【MySQL】Best Practice

Posted by 西维蜀黍 on 2021-11-01, Last Modified on 2022-12-10

Naming

Generic

Do

  • Use meaningful names.

  • Use lower_case_underscores.

  • The length of db name should be less than 42

  • The length of table name should be less than 48

  • The length of username should be less than 32

  • Avoid MySQL reserved keywords as a column‘s name

  • e.g., keyword or reserved words , like: name, status, type, data, description, level, host, port……

  • https://dev.mysql.com/doc/refman/8.0/en/keywords.html

  • dangerous words ,like : rm, truncate ,delete……
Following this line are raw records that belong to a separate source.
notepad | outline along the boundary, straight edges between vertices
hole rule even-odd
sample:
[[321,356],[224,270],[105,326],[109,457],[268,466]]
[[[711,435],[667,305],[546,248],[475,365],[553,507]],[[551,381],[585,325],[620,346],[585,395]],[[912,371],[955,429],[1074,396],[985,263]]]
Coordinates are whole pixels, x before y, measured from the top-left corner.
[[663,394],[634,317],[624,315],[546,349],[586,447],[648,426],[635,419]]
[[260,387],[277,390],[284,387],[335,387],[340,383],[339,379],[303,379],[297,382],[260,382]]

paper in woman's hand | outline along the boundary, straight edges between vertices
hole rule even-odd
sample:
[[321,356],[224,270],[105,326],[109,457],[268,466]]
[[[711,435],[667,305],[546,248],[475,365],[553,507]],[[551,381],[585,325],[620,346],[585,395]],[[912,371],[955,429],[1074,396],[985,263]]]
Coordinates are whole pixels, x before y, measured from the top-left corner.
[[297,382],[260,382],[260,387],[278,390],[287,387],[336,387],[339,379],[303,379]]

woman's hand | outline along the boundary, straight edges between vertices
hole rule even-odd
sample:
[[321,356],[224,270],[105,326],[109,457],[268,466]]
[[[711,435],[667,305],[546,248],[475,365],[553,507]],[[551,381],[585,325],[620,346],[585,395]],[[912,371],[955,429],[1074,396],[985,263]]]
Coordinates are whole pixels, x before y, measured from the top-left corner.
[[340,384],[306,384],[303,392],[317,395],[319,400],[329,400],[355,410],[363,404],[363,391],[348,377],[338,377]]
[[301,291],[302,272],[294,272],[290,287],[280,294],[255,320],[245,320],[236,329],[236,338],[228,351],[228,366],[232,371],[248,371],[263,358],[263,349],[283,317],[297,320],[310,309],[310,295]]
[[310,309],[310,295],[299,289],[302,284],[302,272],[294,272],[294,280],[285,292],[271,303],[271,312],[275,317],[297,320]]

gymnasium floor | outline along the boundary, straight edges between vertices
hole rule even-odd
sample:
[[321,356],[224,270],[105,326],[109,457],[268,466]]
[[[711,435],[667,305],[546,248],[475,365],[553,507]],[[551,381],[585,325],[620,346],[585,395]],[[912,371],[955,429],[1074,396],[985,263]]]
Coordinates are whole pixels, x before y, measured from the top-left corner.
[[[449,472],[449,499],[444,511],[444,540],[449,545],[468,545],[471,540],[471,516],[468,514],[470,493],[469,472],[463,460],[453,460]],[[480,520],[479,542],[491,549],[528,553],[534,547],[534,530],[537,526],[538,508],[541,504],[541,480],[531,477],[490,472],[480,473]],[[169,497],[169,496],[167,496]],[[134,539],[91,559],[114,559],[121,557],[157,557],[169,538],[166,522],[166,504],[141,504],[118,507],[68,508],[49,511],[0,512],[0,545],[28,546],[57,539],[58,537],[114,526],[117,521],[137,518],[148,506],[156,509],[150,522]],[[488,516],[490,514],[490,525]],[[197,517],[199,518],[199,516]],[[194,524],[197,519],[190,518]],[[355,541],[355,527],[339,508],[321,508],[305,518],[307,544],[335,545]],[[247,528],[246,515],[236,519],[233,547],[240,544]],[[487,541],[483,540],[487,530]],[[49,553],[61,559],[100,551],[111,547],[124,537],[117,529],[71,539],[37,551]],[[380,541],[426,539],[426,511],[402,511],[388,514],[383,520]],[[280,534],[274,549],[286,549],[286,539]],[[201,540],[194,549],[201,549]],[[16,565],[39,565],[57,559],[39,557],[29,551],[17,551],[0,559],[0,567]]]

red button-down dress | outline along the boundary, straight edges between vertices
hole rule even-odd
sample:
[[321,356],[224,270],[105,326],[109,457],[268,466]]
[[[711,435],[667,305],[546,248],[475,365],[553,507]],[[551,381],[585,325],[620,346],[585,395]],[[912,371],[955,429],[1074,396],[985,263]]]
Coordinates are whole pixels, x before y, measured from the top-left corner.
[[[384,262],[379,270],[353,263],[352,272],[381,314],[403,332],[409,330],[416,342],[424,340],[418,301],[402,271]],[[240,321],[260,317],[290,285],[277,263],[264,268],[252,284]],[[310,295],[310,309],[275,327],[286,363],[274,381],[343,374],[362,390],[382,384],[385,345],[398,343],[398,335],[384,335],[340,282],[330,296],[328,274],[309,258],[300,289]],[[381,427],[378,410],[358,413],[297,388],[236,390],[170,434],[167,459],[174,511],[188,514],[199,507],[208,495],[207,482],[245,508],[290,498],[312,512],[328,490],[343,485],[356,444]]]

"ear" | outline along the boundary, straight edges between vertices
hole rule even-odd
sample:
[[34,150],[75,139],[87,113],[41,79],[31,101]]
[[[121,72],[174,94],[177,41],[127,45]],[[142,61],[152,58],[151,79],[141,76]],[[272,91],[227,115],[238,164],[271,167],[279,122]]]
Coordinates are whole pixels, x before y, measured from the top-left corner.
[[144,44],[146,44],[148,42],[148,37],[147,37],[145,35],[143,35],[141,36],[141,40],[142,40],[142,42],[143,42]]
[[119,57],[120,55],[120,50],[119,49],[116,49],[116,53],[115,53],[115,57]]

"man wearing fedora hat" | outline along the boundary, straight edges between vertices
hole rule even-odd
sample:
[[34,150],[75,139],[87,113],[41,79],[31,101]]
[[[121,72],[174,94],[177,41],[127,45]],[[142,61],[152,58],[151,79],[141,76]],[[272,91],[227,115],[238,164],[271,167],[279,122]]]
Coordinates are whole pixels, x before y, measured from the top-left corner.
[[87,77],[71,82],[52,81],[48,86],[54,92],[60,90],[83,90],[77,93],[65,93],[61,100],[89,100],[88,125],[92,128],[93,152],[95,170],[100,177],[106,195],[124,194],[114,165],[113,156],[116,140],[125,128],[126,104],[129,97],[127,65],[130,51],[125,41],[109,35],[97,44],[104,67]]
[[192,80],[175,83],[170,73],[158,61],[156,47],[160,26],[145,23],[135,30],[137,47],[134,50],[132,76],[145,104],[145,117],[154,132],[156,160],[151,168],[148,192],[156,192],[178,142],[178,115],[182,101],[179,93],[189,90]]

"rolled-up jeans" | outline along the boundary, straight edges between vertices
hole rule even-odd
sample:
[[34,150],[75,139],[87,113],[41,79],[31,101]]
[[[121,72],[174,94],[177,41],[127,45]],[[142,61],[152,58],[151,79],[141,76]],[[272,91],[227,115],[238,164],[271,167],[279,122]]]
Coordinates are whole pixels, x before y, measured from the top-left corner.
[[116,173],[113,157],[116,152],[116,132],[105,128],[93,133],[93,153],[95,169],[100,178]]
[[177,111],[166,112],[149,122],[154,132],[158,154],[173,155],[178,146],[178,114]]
  • confusion words , like : master, slave ,( which is a MySQL Replication role.)

DBs

  • lower_case_with_underscores with suffix _db.
    • e.g. account_db, company_account_db, gop_txn_db, company_admin_vn_db
  • Prefix is preferred for a database naming to show the business category or project code.
    • e.g. company_account_db, gop_txn_db
  • If the database is specific for a region, add region code before _db.
    • e.g. company_admin_vn_db
  • For sharding db, put shard id as suffix after _db, padding to 8 digits, started from 0.
    • e.g. company_account_db_00000000, log_db_00002018
  • the length of db name should be less than 42

Tables

  • lower_case_with_underscores with suffix _tab. e.g. user_tab
  • For sharding table, put shard id as suffix after _tab, padding to 8 digits, started from 0.
    • e.g. account_tab_00000000, order_tab_00001000, login_log_tab_00201801, audit_log_tab_20180101
  • the length of table name should be less than 48

Fields

  • lower_case_with_underscores.
    • e.g. order_id, create_time
  • If the field is a foreign reference to another table, and it is referencing an integer primary key, it should be suffixed with _id
  • 不要用mysql关键字做字段名,比如 status、desc等

Index

  • lower_case_with_underscores, joined keys with prefix idx_.
    • e.g. idx_order_id, idx_key1_key2

Stored Procedure

  • lower_case_with_underscores with prefix sp_.
    • e.g. sp_execute_topup

Functions

  • lower_case_with_underscores with prefix func_.
    • e.g. func_get_uid

Users

Data Size

  • What’s the estimated data size in 12 ~ 18 months

if the table meets any of the conditions, do table sharding or data archive

  • larger than 10GB
  • more than 10 million records
  • QPS (write&read) > 1k/s on single table

DB

  • 数据库字符编码使用 utf8mb4
  • not allowed in most cases. only allow some internal service or small DB, as we treat MySQL as a backend storage
    • foreign key
    • event
    • function
    • stored procedure
    • trigger
    • partition table(only allowed in some internal service,like zabbix)

Tables

  • primary key

    • preferable:
      • Primary key should always be BIGINT UNSIGNED NOT NULL AUTO_INCREMENT, unless you know what you’re doing.
        • for some tables with only one index: the priamry key, like only item_id bigint as primary key, we can set it to unique key, and add “id bigint auto_increment” as primary key
      • not allowed: UUID, MD5 Hash, composite primary key
  • table collate use utf8mb4_unicode_ci (recommended) or latin1_general_ci (only for special cases)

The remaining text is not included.